We had some important housing-related data last week, with the Case-Shiller and FHFA Home Price Indices. The Case-Shiller index showed that home prices continue to improve, and the FHFA index showed that houses in a certain subset are within 10% of their peak levels. We also had new home sales and pending home sales come in lower than expected, although weather certainly played a part. We should get a better read on how the spring selling season is shaping up when the builders report first quarter numbers in a few weeks.

Some stronger-than-expected economic data

We had some Fed reports, with the Chicago Fed National Activity Index, the Richmond Fed, and the Kansas City Fed. The most important things to come out of these were basically the message that manufacturing is optimistic about the upcoming six months. Finally, we had the third revision to GDP on Thursday, which bumped up the final estimate to +2.6%. That said, we saw some sell-side firms take down their Q1 numbers last week.

Homebuilder earnings 

We heard from KB Home (KBH) and Lennar (LEN) recently. Both reported strong numbers, and average selling prices continue to rise. The homebuilding segment has definitely been a case of two sectors—the luxury sector, which is doing extremely well, and the first-time homebuyer sector, which is getting bombarded by increasing real estate prices, increasing interest rates, and a lousy job market.

Commercial REIT earnings

Commercial REITs in the retail space like Simon Property (SPG) and General Growth Properties (GGP) will take comfort in the personal income and personal spending data. Incomes and spending continue to rise, albeit not as fast as the Fed would like. Still, increases in income are needed to drive further consumption, and inflation (along with wage inflation) remains stubbornly low.

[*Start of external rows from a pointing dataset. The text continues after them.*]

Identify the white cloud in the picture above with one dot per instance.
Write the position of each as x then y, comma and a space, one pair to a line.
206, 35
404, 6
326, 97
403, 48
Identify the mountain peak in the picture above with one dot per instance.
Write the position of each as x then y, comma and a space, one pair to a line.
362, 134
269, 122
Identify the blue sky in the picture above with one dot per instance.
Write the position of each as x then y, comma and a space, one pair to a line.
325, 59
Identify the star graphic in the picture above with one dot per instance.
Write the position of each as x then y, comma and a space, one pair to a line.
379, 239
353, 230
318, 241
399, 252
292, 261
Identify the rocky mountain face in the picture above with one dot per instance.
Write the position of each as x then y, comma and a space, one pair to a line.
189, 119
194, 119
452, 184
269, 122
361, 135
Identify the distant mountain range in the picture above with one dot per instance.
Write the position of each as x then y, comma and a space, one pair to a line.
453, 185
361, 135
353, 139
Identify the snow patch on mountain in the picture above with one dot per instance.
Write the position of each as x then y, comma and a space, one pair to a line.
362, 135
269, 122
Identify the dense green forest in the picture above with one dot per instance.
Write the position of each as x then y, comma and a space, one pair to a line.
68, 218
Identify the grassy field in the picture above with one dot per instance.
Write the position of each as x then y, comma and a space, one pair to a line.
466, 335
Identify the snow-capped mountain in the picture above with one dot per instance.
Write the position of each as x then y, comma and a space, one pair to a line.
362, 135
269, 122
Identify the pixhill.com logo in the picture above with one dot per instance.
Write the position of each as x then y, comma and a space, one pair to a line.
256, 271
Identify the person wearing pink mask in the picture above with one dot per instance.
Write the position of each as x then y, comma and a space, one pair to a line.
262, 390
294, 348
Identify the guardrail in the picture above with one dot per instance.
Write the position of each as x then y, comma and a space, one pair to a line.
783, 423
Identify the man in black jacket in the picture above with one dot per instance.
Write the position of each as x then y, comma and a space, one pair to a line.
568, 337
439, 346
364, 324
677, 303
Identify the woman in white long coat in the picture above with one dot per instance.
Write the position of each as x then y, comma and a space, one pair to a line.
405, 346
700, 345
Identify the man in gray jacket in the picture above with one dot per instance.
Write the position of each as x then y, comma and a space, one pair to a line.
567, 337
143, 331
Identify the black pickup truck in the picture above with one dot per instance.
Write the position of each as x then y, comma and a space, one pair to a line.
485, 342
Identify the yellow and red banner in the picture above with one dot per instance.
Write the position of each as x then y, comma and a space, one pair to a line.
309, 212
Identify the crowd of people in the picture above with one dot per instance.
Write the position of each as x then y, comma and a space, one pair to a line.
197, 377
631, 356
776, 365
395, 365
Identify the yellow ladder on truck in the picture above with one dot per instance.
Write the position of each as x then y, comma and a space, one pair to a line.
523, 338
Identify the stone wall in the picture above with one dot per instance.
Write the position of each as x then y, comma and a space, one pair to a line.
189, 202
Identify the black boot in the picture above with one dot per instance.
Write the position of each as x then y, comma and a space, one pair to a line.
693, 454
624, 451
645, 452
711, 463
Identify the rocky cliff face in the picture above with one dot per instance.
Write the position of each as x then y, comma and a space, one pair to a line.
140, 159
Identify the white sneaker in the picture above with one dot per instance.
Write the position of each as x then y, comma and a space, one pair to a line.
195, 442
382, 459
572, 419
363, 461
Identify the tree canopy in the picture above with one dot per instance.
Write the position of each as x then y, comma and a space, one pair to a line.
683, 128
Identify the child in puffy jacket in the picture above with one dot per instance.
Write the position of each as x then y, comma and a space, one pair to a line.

Implications for mortgage REITs

Mortgage REITs, like Annaly (NLY) and American Capital (AGNC), are driven by interest rates. Nothing last week was market-moving in the bond market. Interest rates rallied as investors became more comfortable with the idea that the Fed isn’t looking to raise rates too soon (people seem to have digested the possibility (although probably unlikely) that the Fed will start hiking rates at the June 2014 FOMC meeting.